Maintenance and Prevention
Inspection and pre-emptive maintenance are the best ways to cope with the uncertainties of the vacuum system, because you can often head off trouble before it even starts. It takes an attitude and willingness to spend money, however, that many owners dont have.
Parker Hannifin, maker of Airborne vacuum pumps, has been particularly sensitive to the whole notion of pre-emptive replacement, due in part to liability concerns when the system fails and a crash results. For most models, the companys service information – which it considers mandatory but is not binding on Part 91 operations – calls for vacuum pump replacement at 500 hours time in service or six years from date of manufacture, whichever comes first. Some installations have replacement intervals of 400 or even 300 hours time in service.
Some Airborne pumps carry similarly mandatory inspection intervals of 50 hours or 100 hours, though most do not.
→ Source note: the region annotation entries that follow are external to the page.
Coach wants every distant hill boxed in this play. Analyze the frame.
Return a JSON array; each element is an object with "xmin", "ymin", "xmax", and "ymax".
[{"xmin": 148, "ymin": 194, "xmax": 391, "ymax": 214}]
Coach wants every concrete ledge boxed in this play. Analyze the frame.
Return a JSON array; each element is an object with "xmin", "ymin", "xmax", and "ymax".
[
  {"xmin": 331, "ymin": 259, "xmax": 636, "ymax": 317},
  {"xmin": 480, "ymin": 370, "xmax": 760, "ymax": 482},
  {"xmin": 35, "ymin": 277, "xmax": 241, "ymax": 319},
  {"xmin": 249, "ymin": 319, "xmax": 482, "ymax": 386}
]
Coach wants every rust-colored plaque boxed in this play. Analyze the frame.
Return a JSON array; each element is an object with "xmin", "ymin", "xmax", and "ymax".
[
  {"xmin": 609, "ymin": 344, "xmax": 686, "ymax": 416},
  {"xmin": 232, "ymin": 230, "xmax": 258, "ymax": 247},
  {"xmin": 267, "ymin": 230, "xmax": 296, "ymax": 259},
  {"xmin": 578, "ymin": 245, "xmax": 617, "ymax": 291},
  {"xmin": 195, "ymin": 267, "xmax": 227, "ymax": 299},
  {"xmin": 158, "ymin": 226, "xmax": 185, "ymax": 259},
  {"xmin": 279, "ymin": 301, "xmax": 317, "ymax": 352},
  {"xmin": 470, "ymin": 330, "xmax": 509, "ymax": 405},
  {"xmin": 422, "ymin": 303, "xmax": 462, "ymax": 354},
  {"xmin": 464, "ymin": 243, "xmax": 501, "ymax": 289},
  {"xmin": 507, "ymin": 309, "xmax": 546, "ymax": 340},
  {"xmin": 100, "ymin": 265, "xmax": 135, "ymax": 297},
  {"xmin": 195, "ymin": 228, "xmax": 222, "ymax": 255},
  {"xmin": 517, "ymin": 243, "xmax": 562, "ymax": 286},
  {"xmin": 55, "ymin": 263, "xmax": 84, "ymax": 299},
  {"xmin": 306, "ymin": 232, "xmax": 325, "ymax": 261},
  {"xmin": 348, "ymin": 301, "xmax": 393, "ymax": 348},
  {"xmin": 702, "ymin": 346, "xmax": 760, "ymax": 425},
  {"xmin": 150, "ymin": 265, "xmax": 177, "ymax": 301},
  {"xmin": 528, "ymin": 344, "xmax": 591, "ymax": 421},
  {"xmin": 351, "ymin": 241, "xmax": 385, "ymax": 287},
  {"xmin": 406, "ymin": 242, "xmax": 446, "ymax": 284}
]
Airborne air filters typically carry replacement intervals of either 100 flight hours or 500 flight hours, or annually, whichever comes first.
Clearly many pilots are loathe to follow these recommendations, reasoning that if somethings not broken, dont fix it. But regardless of whether the pump has reached the manufacturers interval, there are steps you can take to minimize trouble.
Perhaps most importantly, avoid contaminating the system. Dry pumps rely on the carbon vanes wearing to provide lubrication. Washing the airplane with a high-pressure sprayer can force cleaning solution into the systems exhaust port, which will wash away the dry lubricant or cause it to clump.
Oil leaks from the engine through the pump mount pad can also gum up the works. And never try to maintain the pump yourself by spraying some kind of lubricant into it.
If your pump fails, make sure the line is cleaned out before replacing the pump. If not, that new pump may be toast in 100-200 hours, further complicating your problem along the way. During installation, make sure anti-leak measures such as Teflon tape or Thread Lube are not part of the drill. The only authorized preparation for the fitting threads is a light silicone-based spray lube.
If your system is still working, but the vacuum or pressure gauge is reading a bit low, resist the urge to merely adjust the pressure regulator. First, troubleshoot the regulator and the system components and solve the problem that way.
Vacuum pumps are designed to operate at a given air volume under a relatively light pressure load. Increasing the load on the pump only increases the odds of the thing self-destructing.
Finally, if the pump does fail, most experts suggest you avoid overhauling it. While the overhaul kits contain new vanes and rotors, other parts that are susceptible to wear may be neglected, which may lead to premature failure of the overhauled device.
For example, the drive shaft that connects to the engine is isolated from the vane by a frangible coupling. That way, if a vane fails and jams the rotor – the typical catastrophic failure mode in a dry vac pump – the drive shaft continues to turn without damaging the engine.
If the vacuum system fails in a more subtle way, however, and the vacuum pump is subject to excessive loads, the drive shaft can twist, rendering a repair of the vanes and rotor moot.
A healthy vacuum system is within reach of virtually every pilot and owner. Although some cope with the potential for failure by installing backup pumps or electric backup gyros, a bit of care in the airplanes operation will help keep those backups in reserve, instead of on the front lines.